Perempuan dan Politik
Wacana yang menarik dan lebih intens lagi di bicarakan saat ini adalah posisi perempuan dalam ranah politik. Salah satu wadah bagi perempuan agar bisa memperlihatkan eksistensinya. Bicara politik sesungguhnya bicara siapa mendapatkan apa, kapan dan bagaimana. Yang terpatri di benak semua orang adalah pemahaman tentang relasi kuasa antar individu, perempuan dan laki-laki, kelompok masyarakat dan organisasi beserta segala persoalannya. Sedangkan jika merujuk kepada pemahaman konvensional maka politik diartikan semata-mata persoalan kekuasaan, negara dan jabatan tertentu. Terdapat pemisahan mengenai publik dan privat di dalamnya, padahal dalam kenyataannya, batas antara persoalan publik dan privat sangatlah abstrak, karena segala persoalan di wilayah publik akan berdampak pula jika dikatakan bahwa tidak ada batas yang tegas antara publik dan privat maka tentunya kiprah politik perempuan bukanlah sekedar keterwakilan mereka di lembaga legislatif, ataupun hanya muncul sebagai trend menjelang moment politik tertentu, karena pada hakikatnya perempuan adalah politisi untuk dirinya sendiri. Maka sesungguhnya 51% perempuan Indonesia adalah juga politisi, bukan hanya mereka yang duduk di legislatif..

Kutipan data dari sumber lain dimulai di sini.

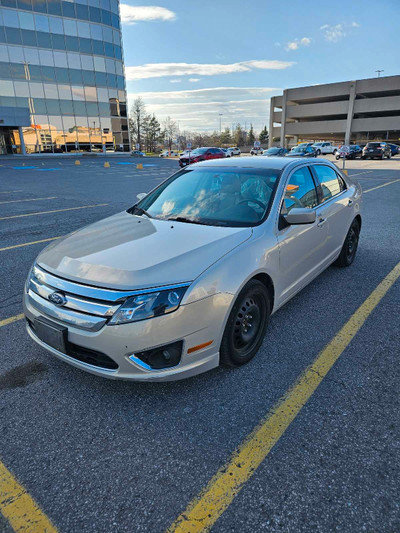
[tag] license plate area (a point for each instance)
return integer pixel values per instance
(52, 334)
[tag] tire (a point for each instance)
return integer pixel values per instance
(350, 245)
(251, 309)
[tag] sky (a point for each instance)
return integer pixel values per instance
(202, 62)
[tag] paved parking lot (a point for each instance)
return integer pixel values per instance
(102, 456)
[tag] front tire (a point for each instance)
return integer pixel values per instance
(350, 245)
(246, 325)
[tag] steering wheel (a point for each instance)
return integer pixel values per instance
(254, 201)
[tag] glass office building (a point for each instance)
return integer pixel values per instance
(62, 85)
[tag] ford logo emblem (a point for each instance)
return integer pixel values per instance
(57, 299)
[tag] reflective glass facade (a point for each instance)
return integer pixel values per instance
(63, 60)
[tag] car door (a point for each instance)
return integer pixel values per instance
(302, 248)
(335, 209)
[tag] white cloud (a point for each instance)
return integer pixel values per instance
(133, 14)
(333, 33)
(198, 109)
(296, 43)
(159, 70)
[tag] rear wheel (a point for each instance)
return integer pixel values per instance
(350, 245)
(246, 326)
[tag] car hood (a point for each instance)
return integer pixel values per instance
(128, 252)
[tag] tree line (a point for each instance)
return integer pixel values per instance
(149, 133)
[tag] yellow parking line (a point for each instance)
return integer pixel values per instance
(10, 320)
(28, 243)
(20, 509)
(28, 200)
(379, 186)
(53, 211)
(215, 498)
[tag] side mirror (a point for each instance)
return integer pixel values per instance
(300, 215)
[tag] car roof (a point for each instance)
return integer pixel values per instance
(253, 162)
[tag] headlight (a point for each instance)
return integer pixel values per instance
(149, 305)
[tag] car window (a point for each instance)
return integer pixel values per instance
(331, 183)
(300, 190)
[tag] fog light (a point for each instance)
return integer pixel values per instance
(163, 357)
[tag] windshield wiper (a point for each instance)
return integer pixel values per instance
(135, 209)
(188, 220)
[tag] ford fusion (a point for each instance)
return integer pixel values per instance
(188, 277)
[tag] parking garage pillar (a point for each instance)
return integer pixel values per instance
(350, 111)
(21, 138)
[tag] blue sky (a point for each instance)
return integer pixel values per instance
(193, 60)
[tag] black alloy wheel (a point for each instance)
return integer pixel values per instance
(350, 245)
(246, 325)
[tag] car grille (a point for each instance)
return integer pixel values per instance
(85, 355)
(84, 306)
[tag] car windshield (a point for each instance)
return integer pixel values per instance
(213, 196)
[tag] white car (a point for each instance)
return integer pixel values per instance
(325, 148)
(169, 153)
(187, 278)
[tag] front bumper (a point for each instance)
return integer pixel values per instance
(194, 324)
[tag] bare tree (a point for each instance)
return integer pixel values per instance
(138, 114)
(170, 131)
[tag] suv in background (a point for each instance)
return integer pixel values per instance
(376, 150)
(349, 151)
(201, 154)
(325, 148)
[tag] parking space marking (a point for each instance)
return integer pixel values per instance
(20, 509)
(10, 320)
(53, 211)
(379, 186)
(216, 497)
(28, 243)
(28, 200)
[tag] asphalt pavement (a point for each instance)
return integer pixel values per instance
(106, 456)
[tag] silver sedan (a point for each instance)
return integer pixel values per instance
(188, 277)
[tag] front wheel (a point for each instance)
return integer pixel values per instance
(246, 325)
(350, 245)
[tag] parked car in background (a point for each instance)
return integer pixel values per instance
(302, 151)
(201, 154)
(325, 148)
(376, 150)
(256, 151)
(394, 148)
(169, 153)
(349, 151)
(275, 151)
(186, 279)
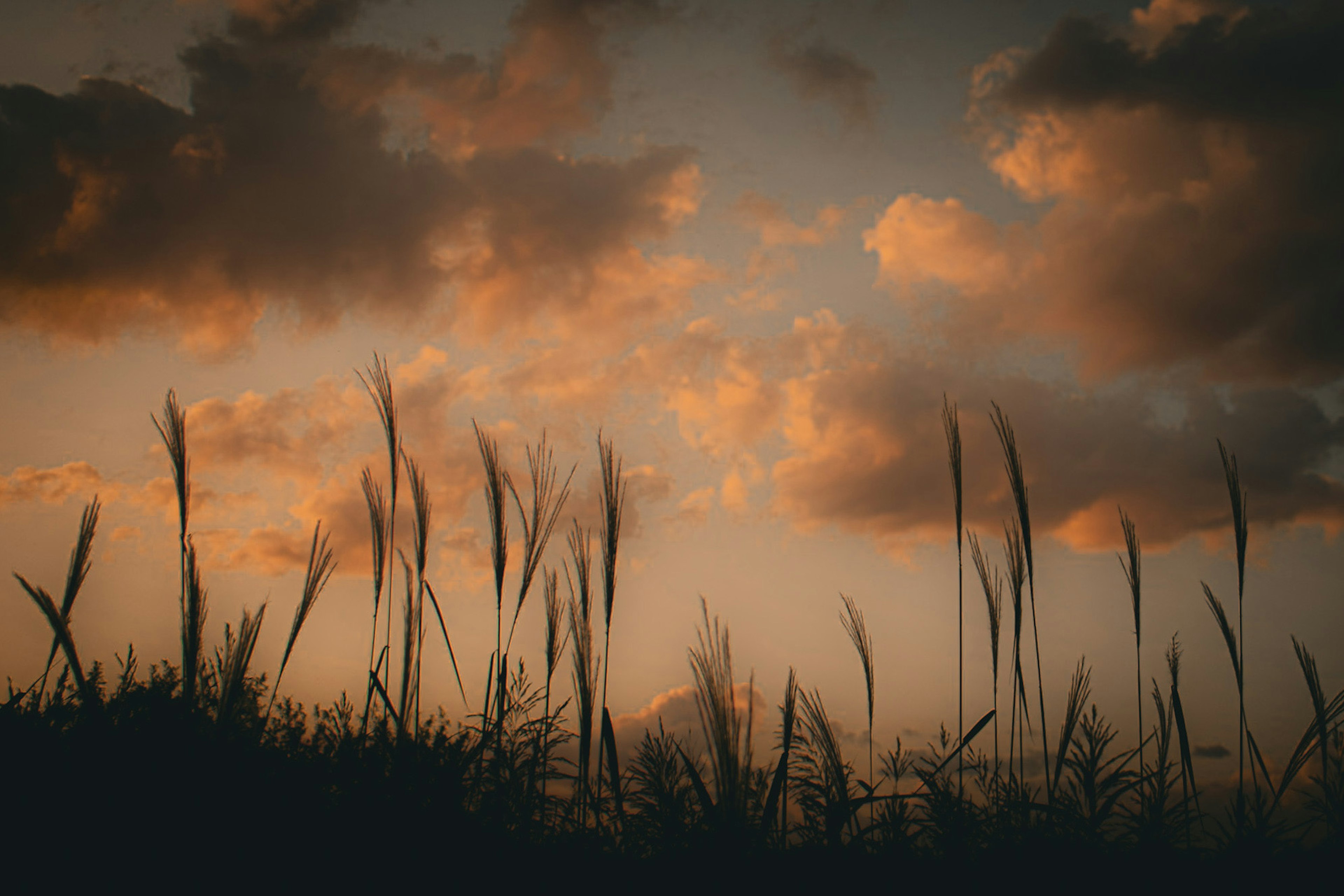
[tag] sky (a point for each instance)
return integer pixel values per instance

Politik sesungguhnya telah lama mengalami penyempitan arti. Sejak dulu politik hanya dikaitkan dengan kekuasaan dan urusan negara padahal makna politik sesungguhnya adalah apapun yang berkaitan dengan hidup kita. Bagi perempuan, desakan untuk mendapatkan pelayanan kesehatan yang lebih baik adalah politik. Begitu juga cara mempengaruhi suami untuk mendapatkan hak nafkah adalah politik. Maka tidak heran di era elit ini para perempuan beromba-lomba ingin menduduki posisi di kursi kepemerintahan
Sementara dalam perspektif feminisme, perempuan selalu diidentikkan dengan kekuasaan dan legislasi. Sehingga ide pemberdayaan peran politik perempuan selalu diarahkan untuk menjadikan kaum perempuan mampu menempatkan diri dan berkiprah di elit kekuasaan lembaga legislasi, atau minimal berani memperjuangkan aspirasinya sendiri secara independent tanpa pengaruh maupun tekanan pihak manapun. Padahal kenyataanya, masalah ada tidaknya hubungan antara kiprah politik perempuan seperti itu dengan tuntasnya persoalan perempuan masih sangat debatable.

Sebuah solusi
Perempuan yang modern lahir dengan penampilan yang anggun, berwawasan, cerdas dan mampu di andalkan sampai ke tingkat internasional sekalipun tetap saja namanya perempuan. Mereka lahir dengan segenap kewajiban dan haknya sebagai perempuan yang tak mungkin lepas dari kehidupan mereka. Ketika dipadankan dengan konsep feminisme dan kesetaraan gender, posisi dan hakikat kelahiran seorang perempuan terbantahkan dengan mentah-mentah. Konsep ini telah mendorong para perempuan percaya diri untuk berkiprah di dunia politik. Suatu hal yang sangat lazim di era global sekarang. Di sudut kota manapun, orang-orang sudah tidak heran lagi ketika sebuah kedudukan tertinggi alias pemimpin dijabat oleh perempuan. Sebuah anjakan yang drastis dan tentunya dilewati dengan perjuangan. Begitu besarnya nyali seorang perempuan yang ingin berkuasa dan sebagai bentuk aktualisasi diri.. Namun apakah perubahan ini menjanjikan sebuah hasil yang maksimal, dalam artian membangunkah sebuah bangsa itu? Ketika sosok perempuan Indonesia khususnya ingin menjadi penguasa, ingin duduk manis di kursi pemerintahan, siapa yang akan menopang pilarnya runah tangga, yang notabene peranan atau posisi seorang perempuan sangat ditentukan kejayaannya. Sedangkan menjadi sosok pemimpin (perempuan) harus siap sedia dimana, kapanpun dibutuhkan. Maka secara otomatis terbengkalailah pondasi keluarga ketika seorang perempuan (ibu) yang pada hakekatnya membimbing, menjalankan tugas dan amanahnya sebagai pemimpin sang buah hati, karena tuntutan masyarakat sudah pastinya lebih penting daripada tuntutan kebutuhan keluarga.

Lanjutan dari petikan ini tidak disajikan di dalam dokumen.